The committee inquiry led by Labour grandee Harriet Harman expects oral evidence sessions to begin in the autumn, meaning the inquiry could hang over Mr Johnson’s head for months after he departs No 10.
The report published by the committee has made clear that when considering the allegations against Mr Johnson, the standard of proof will be “on the balance of probabilities”.
Mr Johnson’s defenders have questioned whether he “deliberately” or “knowingly” misled parliament during the Partygate saga.
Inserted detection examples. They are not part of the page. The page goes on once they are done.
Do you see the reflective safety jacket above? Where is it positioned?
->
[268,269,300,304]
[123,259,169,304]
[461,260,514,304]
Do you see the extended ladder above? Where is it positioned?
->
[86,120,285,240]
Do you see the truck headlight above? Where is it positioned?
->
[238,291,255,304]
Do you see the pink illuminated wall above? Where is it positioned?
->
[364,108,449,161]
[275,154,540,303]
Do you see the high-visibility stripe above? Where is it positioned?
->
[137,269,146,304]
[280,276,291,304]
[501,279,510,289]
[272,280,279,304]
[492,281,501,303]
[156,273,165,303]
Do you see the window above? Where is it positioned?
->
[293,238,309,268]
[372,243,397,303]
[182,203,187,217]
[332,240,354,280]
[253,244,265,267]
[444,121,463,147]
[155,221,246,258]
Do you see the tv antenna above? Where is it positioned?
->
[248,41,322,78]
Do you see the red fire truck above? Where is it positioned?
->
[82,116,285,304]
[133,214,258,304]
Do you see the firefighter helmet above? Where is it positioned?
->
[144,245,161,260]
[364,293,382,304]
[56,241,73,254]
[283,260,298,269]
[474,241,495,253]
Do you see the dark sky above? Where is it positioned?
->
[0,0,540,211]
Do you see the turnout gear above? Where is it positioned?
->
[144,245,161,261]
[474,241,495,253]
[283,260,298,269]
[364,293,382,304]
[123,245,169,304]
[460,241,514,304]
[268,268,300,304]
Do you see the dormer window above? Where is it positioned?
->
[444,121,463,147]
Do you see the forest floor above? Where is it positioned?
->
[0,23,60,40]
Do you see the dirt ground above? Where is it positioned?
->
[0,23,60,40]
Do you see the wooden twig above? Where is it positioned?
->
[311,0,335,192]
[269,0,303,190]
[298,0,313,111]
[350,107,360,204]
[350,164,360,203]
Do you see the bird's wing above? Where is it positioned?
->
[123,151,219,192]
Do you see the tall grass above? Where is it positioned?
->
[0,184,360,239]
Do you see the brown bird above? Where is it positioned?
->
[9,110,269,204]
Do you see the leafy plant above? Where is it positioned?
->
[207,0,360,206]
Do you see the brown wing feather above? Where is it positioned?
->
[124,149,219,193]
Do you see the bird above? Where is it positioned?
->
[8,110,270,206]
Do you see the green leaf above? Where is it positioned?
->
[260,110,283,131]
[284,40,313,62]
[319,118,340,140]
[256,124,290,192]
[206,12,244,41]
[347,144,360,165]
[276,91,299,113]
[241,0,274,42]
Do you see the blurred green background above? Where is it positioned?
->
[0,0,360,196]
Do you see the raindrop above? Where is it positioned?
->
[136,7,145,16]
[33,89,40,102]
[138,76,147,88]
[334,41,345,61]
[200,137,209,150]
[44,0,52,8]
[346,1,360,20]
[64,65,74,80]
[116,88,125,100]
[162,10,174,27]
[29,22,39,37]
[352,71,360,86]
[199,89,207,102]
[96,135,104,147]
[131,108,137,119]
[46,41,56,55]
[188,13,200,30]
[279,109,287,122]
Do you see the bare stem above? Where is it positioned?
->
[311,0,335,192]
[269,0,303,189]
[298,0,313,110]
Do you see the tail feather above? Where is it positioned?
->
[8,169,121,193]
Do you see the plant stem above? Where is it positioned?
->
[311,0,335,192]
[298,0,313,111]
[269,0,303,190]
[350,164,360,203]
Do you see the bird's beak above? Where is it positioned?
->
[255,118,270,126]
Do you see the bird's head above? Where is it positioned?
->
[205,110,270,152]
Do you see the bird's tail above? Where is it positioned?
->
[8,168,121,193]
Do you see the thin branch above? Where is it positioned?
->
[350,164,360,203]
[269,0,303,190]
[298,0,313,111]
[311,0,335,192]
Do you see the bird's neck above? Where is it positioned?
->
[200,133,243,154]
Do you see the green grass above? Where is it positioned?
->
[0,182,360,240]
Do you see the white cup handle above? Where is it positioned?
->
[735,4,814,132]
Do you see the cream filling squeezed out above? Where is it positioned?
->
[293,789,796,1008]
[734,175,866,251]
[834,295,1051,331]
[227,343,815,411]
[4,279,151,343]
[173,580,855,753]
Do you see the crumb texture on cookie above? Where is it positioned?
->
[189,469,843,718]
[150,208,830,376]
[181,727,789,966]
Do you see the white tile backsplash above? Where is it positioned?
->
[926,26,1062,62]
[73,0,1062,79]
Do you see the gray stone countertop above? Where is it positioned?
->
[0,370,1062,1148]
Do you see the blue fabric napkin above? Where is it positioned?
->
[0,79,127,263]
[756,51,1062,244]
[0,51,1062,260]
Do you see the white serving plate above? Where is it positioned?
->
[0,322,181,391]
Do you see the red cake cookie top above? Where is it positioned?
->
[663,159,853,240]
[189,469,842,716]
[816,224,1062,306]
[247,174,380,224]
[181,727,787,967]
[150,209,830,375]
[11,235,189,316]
But the committee made clear that such commentary is not relevant.
A memo states: “It is for the committee and the House to determine whether a contempt has occurred and the intention of the contemnor is not relevant to making that decision.”
Mr Johnson denies misleading parliament over what he knew of rule-breaking gatherings inside Downing Street.
He faces the prospect of a recall petition – which could trigger a by-election in his Uxbridge constituency – if he is suspended by MPs investigating whether he lied about lockdown parties.
Three former officials at No 10 reportedly believe that the prime minister did not tell the Commons all that he knew about rule-breaking gatherings held during the Covid crisis.
One of the ex-staffers has agreed to give evidence to the privileges committee inquiry into whether the PM mislead, while two others contacted by the committee are considering whether to testify, according to The Telegraph.
Asked if Johnson misled the Commons, one ex-staff member alleged: “Absolutely, damn well he did”. Another claimed Mr Johnson “knew what was going on”.
Laura Farris, Conservative MP for Newbury, revealed on Monday that she had stepped down from the privileges committee last month.
She did not say why she had taken the decision in her tweet, and it she is expected to be replaced by a fellow Tory backbencher.